I have never used one of these, but with 2 new router tables, sharing a Jessem Router Lift, and the need for a little more safety. Why not. The dust extraction is brilliant and leaves the table almost clean. The leading edge is used to brace the material before plunging it into the spinning bearing guided router bit.
http://s130.photobucket.com/albums/p244 ... Pin%20Jig/


----------



## OPJ (20 Oct 2009)

Looks good, Mike. These kind of guards are essential for routing shaped components against a bearing-guided cutter - we've seen too many accidents on this forum alone where guarding has been non-existent at best. :?

I made one vaguely similar about a year ago, where the front guard is height-adjustable for different thicknesses of timber. Another tip I picked up from an American book was to set the lead-pin (right-hand side) further forward than the other one, so that intricate curves can be shaped without fouling the rear (left-hand) pin.

It looks as though yours is screwed directly to the table? Great idea! Why didn't I think of that?! :roll: :wink:


----------



## Mike Wingate (20 Oct 2009)

I made the knob and drilled and tapped the table lift 6mm for attachment. The unit can pivot to give clearance. Then fixed firmly in place with a quick twist of the turned handle.The dust extraction is a real bonus.


----------



## OPJ (21 Oct 2009)

Yes, I agree. Dust extraction is essential! 
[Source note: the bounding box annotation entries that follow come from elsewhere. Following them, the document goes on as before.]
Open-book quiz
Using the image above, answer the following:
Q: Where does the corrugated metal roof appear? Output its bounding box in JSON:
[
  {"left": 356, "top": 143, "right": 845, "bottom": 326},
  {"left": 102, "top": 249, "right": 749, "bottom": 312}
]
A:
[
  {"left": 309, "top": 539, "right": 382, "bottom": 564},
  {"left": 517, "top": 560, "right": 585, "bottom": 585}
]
How efficient do you find the extraction with the hose attached vertically? I've never really understood the thinking behind this, except to say that it is 'easier' to build and I can only imagine that _some_ of the waste ejected from the cutter does not get caught, unless it's ejected in the direction of the guard...? When I made mine, I set it back at an angle so it was facing the cutter, which I find means it really does catch _everything_ that comes flying off the cutter. :wink:


----------



## Mike Wingate (21 Oct 2009)

The dust extraction port is directly over the cutter and removes dust and chippings very efficiently through 50mm extraction hose and tube.


----------



## Sportique (11 Dec 2009)

Apologies for bumping this up the forum.

On a number of occasions I have used a single M6 pin threaded into the router table as a guide for shaping edge contours etc

Please help - what is the purpose of a second pin ? If both pins are in contact with the workpiece then effectively you have a fence with a large central bit clearance.

What am I missing :?: 

Thanks

Dave


----------



## OPJ (11 Dec 2009)

By 'second pin', Dave, I assume you mean the one "behind" the cutter at the start of the cut? They aren't essential. Although, saying that, I think they can come in handy when you rest briefly, reposition your hands and start again... Depending on the work piece length and shape, it may not be possible to start again - ie. when you're at the end of a cut.


----------



## Sportique (11 Dec 2009)

Olly,

thanks for the insight, all now understood  

PS I enjoyed your workshop blog - from what I can see in the photos, your workbench top looks similar to one that I have planned for next year.

Thanks

Dave


----------



## OPJ (12 Dec 2009)

Thanks, Dave, glad you enjoyed the blog (hope you're still keeping tabs on the new one as well! :wink.

Look forward to seeing your bench progress in the new year. Assuming we'll be getting some photographs, of course?


----------